Hana Romovacek scite author profile

The primary structure of bovine liver UDP-glucose dehydrogenase (UDPGDH), a hexameric, NAD+-linked enzyme, has been determined at the protein level. The 52-kDa subunits are composed of 468 amino acid residues, with a free N-terminus and a Ser/Asn microheterogeneity at one position. The sequence shares 29.6% positional identity with GDP-mannose dehydrogenase from Pseudomonas, confirming a similarity earlier noted between active site peptides. This degree of similarity is comparable to the 31.1% identity vs. the UDPGDH from type A Streptococcus. Database searching also revealed similarities to a hypothetical sequence from Salmonella typhimurium and to "UDP-N-acetyl-mannosaminuronic acid dehydrogenase" from Escherichia coli. Pairwise identities between bovine UDPGDH and each of these sequences were all in the range of -26-34%. Multiple alignment of all 5 sequences indicates common ancestry for these 4-electron-transferring enzymes. There are 27 strictly conserved residues, including a cysteine residue at position 275, earlier identified by chemical modification as the expected catalytic residue of the second half-reaction (conversion of UDP-aldehydoglucose to UDP-glucuronic acid), and 2 lysine residues, at positions 219 and 338, one of which may be the expected catalytic residue for the first half-reaction (conversion of UDP-glucose to UDP-aldehydoglucose).

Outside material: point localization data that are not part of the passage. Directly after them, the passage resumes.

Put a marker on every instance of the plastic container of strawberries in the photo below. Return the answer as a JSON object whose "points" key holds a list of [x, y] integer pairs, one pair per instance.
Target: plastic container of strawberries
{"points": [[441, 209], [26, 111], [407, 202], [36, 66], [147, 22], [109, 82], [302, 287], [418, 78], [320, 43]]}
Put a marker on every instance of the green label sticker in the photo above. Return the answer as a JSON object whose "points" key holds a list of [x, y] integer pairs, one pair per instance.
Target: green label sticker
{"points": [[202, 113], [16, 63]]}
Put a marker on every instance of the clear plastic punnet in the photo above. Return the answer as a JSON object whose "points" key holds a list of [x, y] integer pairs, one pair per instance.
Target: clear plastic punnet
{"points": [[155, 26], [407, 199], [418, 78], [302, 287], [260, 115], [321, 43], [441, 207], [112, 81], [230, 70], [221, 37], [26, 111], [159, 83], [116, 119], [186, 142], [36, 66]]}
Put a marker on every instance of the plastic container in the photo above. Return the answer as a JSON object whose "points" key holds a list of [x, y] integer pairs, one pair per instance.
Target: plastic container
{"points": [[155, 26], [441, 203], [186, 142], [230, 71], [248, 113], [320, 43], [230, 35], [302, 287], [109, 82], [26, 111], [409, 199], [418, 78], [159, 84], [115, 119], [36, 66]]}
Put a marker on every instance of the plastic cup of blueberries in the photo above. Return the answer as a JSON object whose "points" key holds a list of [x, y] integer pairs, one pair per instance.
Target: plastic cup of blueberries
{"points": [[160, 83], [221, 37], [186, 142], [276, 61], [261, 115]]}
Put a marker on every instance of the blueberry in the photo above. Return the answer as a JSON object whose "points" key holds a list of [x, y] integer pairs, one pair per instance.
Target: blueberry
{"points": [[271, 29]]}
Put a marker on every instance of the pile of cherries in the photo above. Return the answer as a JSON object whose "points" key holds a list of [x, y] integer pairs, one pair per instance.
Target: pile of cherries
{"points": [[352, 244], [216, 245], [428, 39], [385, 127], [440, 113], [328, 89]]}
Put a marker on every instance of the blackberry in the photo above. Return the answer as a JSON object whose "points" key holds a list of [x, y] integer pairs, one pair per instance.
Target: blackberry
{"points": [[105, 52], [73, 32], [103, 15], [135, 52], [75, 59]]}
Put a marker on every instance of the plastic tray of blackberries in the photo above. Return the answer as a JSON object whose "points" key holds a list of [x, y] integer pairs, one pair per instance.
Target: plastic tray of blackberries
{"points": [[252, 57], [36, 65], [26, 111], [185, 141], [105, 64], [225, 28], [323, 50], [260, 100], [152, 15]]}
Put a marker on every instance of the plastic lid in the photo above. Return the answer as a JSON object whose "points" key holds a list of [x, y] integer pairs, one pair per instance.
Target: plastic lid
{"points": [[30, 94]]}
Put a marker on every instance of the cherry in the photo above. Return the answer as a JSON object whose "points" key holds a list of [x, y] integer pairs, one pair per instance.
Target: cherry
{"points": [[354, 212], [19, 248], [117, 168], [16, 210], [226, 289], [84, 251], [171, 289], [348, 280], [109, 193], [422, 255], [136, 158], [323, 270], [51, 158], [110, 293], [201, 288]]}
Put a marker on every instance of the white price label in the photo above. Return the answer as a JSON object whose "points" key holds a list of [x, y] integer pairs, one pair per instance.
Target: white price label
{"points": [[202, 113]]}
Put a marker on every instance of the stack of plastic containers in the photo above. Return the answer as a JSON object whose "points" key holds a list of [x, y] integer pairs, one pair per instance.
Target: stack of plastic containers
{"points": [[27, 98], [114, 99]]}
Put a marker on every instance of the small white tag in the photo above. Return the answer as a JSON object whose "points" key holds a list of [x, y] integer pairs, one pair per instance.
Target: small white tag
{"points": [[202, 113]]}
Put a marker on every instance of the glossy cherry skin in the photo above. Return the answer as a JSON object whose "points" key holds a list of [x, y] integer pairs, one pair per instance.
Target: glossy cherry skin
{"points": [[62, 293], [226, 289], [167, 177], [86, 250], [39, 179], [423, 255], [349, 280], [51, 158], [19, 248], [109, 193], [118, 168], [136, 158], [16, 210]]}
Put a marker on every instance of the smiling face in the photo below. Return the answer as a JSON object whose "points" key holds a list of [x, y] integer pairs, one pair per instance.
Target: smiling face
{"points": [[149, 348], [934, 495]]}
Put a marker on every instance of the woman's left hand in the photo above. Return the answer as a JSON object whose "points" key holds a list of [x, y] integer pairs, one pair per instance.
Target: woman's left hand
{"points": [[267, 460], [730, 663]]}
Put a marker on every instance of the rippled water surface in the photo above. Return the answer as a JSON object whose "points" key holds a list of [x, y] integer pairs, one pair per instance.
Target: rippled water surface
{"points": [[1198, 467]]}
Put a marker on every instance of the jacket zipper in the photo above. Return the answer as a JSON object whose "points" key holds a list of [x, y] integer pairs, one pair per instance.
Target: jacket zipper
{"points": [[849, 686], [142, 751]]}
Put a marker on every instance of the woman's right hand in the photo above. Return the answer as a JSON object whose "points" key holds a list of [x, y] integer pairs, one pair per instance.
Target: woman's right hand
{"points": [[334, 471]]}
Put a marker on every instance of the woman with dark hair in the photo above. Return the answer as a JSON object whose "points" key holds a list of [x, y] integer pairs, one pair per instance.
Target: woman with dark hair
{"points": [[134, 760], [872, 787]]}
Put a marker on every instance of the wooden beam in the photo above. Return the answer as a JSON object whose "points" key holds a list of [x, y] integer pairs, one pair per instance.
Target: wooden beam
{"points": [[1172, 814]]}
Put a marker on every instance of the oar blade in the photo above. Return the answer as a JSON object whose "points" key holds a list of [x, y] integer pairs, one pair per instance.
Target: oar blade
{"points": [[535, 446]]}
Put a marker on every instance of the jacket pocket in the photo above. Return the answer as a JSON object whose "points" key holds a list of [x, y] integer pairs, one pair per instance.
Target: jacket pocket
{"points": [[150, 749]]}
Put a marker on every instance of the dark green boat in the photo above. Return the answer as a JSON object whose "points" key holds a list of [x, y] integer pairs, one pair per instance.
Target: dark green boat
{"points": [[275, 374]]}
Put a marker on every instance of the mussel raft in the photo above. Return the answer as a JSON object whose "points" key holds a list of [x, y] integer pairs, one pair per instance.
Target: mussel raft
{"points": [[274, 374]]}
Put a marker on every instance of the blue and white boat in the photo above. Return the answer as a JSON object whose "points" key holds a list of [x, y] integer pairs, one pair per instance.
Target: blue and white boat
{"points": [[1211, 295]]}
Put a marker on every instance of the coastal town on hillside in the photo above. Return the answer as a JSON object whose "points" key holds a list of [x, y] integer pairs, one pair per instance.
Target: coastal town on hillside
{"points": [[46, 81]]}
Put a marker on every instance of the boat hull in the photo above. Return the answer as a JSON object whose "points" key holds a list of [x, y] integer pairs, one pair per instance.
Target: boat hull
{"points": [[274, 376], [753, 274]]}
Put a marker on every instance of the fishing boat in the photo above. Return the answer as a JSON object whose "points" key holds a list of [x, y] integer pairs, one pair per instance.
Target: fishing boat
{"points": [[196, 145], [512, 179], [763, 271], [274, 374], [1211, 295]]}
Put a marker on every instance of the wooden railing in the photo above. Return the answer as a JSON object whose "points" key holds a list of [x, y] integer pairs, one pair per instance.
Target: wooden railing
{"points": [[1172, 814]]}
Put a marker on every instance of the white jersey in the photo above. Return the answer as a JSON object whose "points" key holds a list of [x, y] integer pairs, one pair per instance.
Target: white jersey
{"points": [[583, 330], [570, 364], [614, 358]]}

A GXGXXG pattern characteristic of the coenzyme-binding fold is found at positions 11-16, close to the N-terminus as with "short-chain" alcohol dehydrogenases. Because the enzyme combines functionalities of alcohol and aldehyde dehydrogenases, it was also of interest to search specifically for other sequence similarities to either of these 2 enzymes, as well as to histidinol dehydrogenase, another 4-electron-transferring dehydrogenase, but none were found.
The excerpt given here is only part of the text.